My dataset in csv format (available here) is as follows:
I tried to import the data into R with the following document:
library(tidyverse)
data <- read_csv("<Path to file>\\Sample.csv")
When I tried to extract column with data$
, I get the error:
Error in gsub(reStrip, "", completions, perl = TRUE) :
input string 4 is invalid UTF-8
Column D of my data contains both numbers and special characters * and the Pilcrow symbol. The number in the last last row for this column is 66.1 but is followed by #. Similarly, column I contains * and the Pilcrow symbol.

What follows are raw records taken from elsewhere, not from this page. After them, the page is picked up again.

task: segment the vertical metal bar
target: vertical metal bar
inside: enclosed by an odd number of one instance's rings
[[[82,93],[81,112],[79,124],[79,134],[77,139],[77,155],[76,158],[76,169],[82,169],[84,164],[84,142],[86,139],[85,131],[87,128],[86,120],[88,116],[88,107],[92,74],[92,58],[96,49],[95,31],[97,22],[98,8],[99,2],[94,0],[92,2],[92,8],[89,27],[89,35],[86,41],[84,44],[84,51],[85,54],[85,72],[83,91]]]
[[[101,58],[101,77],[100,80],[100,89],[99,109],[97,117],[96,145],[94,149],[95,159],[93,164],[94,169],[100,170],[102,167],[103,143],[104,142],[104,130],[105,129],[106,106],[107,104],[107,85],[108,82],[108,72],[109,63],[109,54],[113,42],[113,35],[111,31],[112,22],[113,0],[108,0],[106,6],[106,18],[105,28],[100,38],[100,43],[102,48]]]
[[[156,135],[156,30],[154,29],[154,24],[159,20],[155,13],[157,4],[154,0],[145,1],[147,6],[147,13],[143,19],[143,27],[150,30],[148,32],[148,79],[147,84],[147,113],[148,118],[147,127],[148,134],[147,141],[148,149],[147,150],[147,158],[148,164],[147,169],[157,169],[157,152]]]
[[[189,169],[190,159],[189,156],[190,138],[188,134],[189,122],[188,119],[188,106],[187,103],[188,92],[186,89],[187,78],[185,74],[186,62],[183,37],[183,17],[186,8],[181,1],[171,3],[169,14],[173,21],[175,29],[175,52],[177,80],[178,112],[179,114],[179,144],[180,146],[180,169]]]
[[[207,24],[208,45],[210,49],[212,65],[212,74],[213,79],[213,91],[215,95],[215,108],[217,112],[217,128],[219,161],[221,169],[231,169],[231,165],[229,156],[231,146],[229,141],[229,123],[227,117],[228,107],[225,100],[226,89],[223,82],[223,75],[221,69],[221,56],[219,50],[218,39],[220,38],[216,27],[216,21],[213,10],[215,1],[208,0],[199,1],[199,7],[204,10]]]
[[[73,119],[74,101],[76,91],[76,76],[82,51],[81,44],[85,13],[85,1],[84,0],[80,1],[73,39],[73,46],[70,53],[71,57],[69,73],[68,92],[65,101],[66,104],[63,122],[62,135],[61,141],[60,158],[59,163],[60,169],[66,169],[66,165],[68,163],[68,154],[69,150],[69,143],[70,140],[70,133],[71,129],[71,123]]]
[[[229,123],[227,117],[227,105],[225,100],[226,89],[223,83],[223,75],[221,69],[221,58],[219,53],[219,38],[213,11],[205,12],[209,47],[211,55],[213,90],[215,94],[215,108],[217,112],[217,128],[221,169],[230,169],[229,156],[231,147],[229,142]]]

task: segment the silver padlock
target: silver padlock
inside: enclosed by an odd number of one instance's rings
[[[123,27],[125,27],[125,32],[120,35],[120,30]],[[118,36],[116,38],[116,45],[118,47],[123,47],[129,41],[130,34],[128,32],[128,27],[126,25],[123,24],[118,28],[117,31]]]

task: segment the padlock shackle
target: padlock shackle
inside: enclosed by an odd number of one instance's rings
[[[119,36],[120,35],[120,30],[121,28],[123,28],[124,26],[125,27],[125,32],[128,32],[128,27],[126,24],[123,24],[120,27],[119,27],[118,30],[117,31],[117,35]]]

I want to clean the data so that for Column D and I, rows with * and the Pilcrow symbol are replaced with NA. In addition, "66.1 #" is converted to "66.1".
I would like to know how I could import the csv file into R and clean it to the desired format in R. Preferable with tidyverse.
Here's a simple solution.
Read-in the file as a .txt file:
Edit 1:
As the data contains the hashtag # in some cells, you need to include the argument comment.char=""
so that R will display the data following it (it will however still treat it as the onset of a comment):
df <- read.table("[Your path]/Sample.txt",
header = T, fill = T, quote="", sep="\t", comment.char="")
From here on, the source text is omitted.